Researchers develop a brain-inspired highly scalable neuromorphic hardware by co-integrating single transistor neurons and synapses.
Neuromorphic hardware has gained much research attention as they can implement artificial intelligence(AI) functions, and consume very little power of less than 20 watts. The neuromorphic hardware uses specialized computing architectures consisting of dedicated processing units that emulate the behavior of neurons directly in hardware, and a network of physical interconnections to facilitate the rapid exchange of information.

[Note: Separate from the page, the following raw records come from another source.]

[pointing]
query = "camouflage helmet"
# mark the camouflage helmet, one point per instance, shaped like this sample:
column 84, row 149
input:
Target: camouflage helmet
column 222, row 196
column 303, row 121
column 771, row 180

The neurons and synapses (that remembers the connection between two neurons) are realized by digital and analog circuits, and therefore, there is a limit in terms of hardware efficiency and costs. It is necessary to improve the hardware cost in order to apply it to mobile and IoT devices.

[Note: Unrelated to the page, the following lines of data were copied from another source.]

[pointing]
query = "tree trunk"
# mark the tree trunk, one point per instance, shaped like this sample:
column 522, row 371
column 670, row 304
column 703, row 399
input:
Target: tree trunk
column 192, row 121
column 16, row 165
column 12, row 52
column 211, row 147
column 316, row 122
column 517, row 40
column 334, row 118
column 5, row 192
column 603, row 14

Researchers at the Korea Advanced Institute of Science and Technology (KAIST) fabricated a highly scalable neuromorphic hardware by co-integrating single transistor neurons and synapses. The hardware is implemented using complementary metal-oxide-semiconductor (CMOS) technology, reducing chip cost and simplifying fabrication procedures.
Professor Yang-Kyu Choi, who led the research, said that this work can dramatically reduce the hardware cost by replacing the neurons and synapses that were based on complex digital and analog circuits with a single transistor. “We have demonstrated that neurons and synapses can be implemented using a single transistor,” said Joon-Kyu Han, the first author. “By co-integrating single transistor neurons and synapses on the same wafer using a standard CMOS process, the hardware cost of the neuromorphic hardware has been improved, which will accelerate the commercialization of neuromorphic hardware.”
The research has been published in the journal Science Advances.